In 2002, she completed an internship at Everdale Organic Farm, near Hillsburgh, Ont.
The farm offers training, workshops, special events and school programs, and in this environment Young thrived.
After completing the internship she stayed on, took a management position and met her partner, Nathan Carey.
After four years, she was offered a job that seemed too good to be true. It turns out it was.
“I took a job in the Yukon,” she said. “They offered me part ownership of the farm. Now I know, when someone offers you part ownership in a farm, something is wrong.”
“They were in severe financial trouble.”
The farm was too far gone and, months later, folded.
Young doesn’t regret her move to the Yukon with Carey, an organic farm enthusiast. “It was an amazing experience,” she said.
Returning to Ontario, Young joined FarmStart, a program located on the grounds of Ignatius Jesuit Centre, north of Guelph, where newly minted farmers are provided with everything from equipment to advice.
By then, Young was already an experienced organic grower and only needed a plot of land.
But she soon outgrew that space and yearned for land the couple could buy together.
A short search found the perfect property: a former 20-hectare hobby farm east of Neustadt with a few small buildings and, of all things, an in-ground swimming pool.
Being the practical sort, Young repurposed the pool.
Today, it serves as a cold cellar since they covered the top with a roof and grass and dug out an entrance.
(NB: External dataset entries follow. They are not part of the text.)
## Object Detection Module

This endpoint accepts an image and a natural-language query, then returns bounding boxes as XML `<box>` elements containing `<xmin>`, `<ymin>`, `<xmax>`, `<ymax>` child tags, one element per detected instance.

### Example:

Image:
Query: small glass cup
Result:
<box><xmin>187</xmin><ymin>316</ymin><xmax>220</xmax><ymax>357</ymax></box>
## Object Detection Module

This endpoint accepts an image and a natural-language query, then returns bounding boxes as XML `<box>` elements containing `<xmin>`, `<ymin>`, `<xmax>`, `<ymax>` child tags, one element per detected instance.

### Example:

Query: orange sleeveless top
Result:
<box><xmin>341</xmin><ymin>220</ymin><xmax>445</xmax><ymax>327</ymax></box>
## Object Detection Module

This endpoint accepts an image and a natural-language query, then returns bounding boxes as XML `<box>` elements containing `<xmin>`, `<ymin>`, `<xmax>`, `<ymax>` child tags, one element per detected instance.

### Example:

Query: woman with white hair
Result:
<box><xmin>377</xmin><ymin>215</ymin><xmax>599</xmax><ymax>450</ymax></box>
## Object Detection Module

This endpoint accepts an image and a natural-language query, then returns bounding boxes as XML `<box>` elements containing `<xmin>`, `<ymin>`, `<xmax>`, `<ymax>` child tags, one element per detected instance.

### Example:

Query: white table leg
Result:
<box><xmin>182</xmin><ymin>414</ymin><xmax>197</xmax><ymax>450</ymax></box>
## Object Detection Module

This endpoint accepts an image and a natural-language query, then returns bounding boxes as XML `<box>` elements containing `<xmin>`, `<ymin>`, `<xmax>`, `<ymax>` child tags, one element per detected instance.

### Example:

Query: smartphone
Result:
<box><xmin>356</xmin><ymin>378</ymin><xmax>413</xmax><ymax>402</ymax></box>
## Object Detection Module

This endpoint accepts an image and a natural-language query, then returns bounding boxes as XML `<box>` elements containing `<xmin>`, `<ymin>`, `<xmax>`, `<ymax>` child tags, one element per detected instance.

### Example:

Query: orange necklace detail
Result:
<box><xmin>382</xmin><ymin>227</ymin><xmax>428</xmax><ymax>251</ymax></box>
Inside is another surprise: a bicycle-powered drum for washing vegetables.
Everything on the aptly named Green Being Farm is done with the environment in mind.
The farm is home to a small flock of Katahdin sheep, which have hair instead of wool and provide better tasting meat.
There are free-range poultry, Berkshire pigs and soon beef cattle will be added to the menagerie.
All the animals are pastured and fed organic feed, which she said is surprisingly easy to purchase nowadays.
Two greenhouses on the property provide a year-round supply of vegetables, from spinach to tomatoes.
Everything is sold through a Community Shared Agricultural program, more commonly known as a CSA, which means customers purchase shares and, in return, receive a weekly bag filled with fresh seasonal produce.
In 2011, Young provided produce for 45 clients. This year she expects 75 and, when she’s at maximum capacity, hopefully 175.
Farming is still a tough way to make a living, she admits, yet there are five new farmers who have taken over land on her road alone, most of them organic growers.
“If you’re buying right from the farmer, you can come to the farm, talk to the farmer,” she said.